When I came to NYU 2 years ago, we added another 16 patients for a total of 56, where we not only flipped the doses of ipilimumab and nivolumab, making the combination much better tolerated, but we started giving the nivolumab every 4 weeks according to pharmacokinetic data that had just recently come out. Of those 56 patients with an average follow-up of over 2.5 years, only 1 patient has died and I believe 11 of the 56 have ever relapsed. That is a pretty darn good record, and the best record I’ve had in a pilot adjuvant trial. And again, these were all bad-actor patients with stage IIIC and IV resected melanoma.

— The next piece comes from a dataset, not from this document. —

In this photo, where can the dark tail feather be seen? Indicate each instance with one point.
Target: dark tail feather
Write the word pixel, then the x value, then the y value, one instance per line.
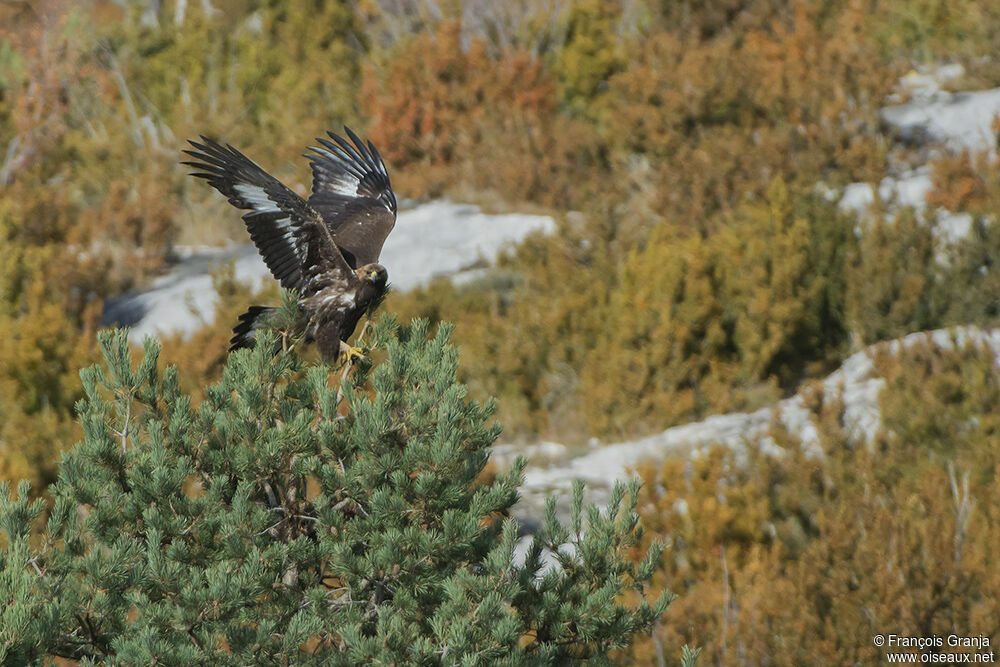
pixel 245 333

So those pilot trial results will eventually get published, but that provoked the large trial of low-dose ipilimumab at 1 mg/kg plus nivolumab at 3 mg/kg, and eventually we gave six doses of the nivolumab and used nivolumab as maintenance therapy every 4 weeks at a 480-mg fixed dose. This is a 1-year regimen that is relatively easy to tolerate because you are only getting the nivolumab once every 4 weeks and that was compared to the by-now FDA-approved standard of nivolumab alone. So that head-to-head trial, called Checkmate 915, will end up accruing about 2,000 patients. Of course, in that trial we’ll look at the toxicity of the flip dose of ipilimumab-nivolumab (where the ipilimumab is given every 6 weeks throughout the year, which has produced less toxicity than the higher dose of ipilimumab plus nivolumab). Nivolumab will be given every 3 weeks in the study during the induction-dose phase, and every 4 weeks during the maintenance phase. Hopefully in a few years we’ll have the answer as to whether there is a difference in relapse-free survival between the arms.

Cancer Network: Are there other immunotherapy trials that you and your colleagues are looking forward to reading that will address important clinical questions of adjuvant immunotherapy for melanoma?

Dr. Weber: There will be a trial, we hear, in stage II melanoma-and I assume that will be in stage IIB and IIC disease (which are the highest risk ones)-of pembrolizumab versus placebo. There also may be some upcoming trials with nivolumab in stage II disease but we haven’t heard about that yet. I think these will be useful trials because a good number of patients will relapse-and if you can choose the worst-acting patients (the ones most likely to relapse), those are the perfect patients to go on an adjuvant trial because the magnitude of the benefit is going to depend on the likelihood of relapse.

If you treat 1,000 patients and 500 are never destined to relapse, that means you’ve just treated half of your patients for no benefit. And let’s say the hazard ratio is 0.66; that means you have a one-third reduction in the risk of relapse. But if the risk of relapse is only 1 in 2 and you’ve only benefited one-third of the patients, that means you’ve actually benefited just one-third of one half, which is one-sixth. So that means you need to treat 6 patients to benefit 1 patient. I would rather be in a position where I treat 2 patients to benefit 1 patient, which makes it a much more palatable and economically feasible regimen. So, we look forward to the trials and the results of adjuvant therapy in stage II melanoma. Some of the stage IIC patients have a risk of relapse as high as the stage IIIB patients, so it’s not unreasonable to be testing immunotherapy in that scenario.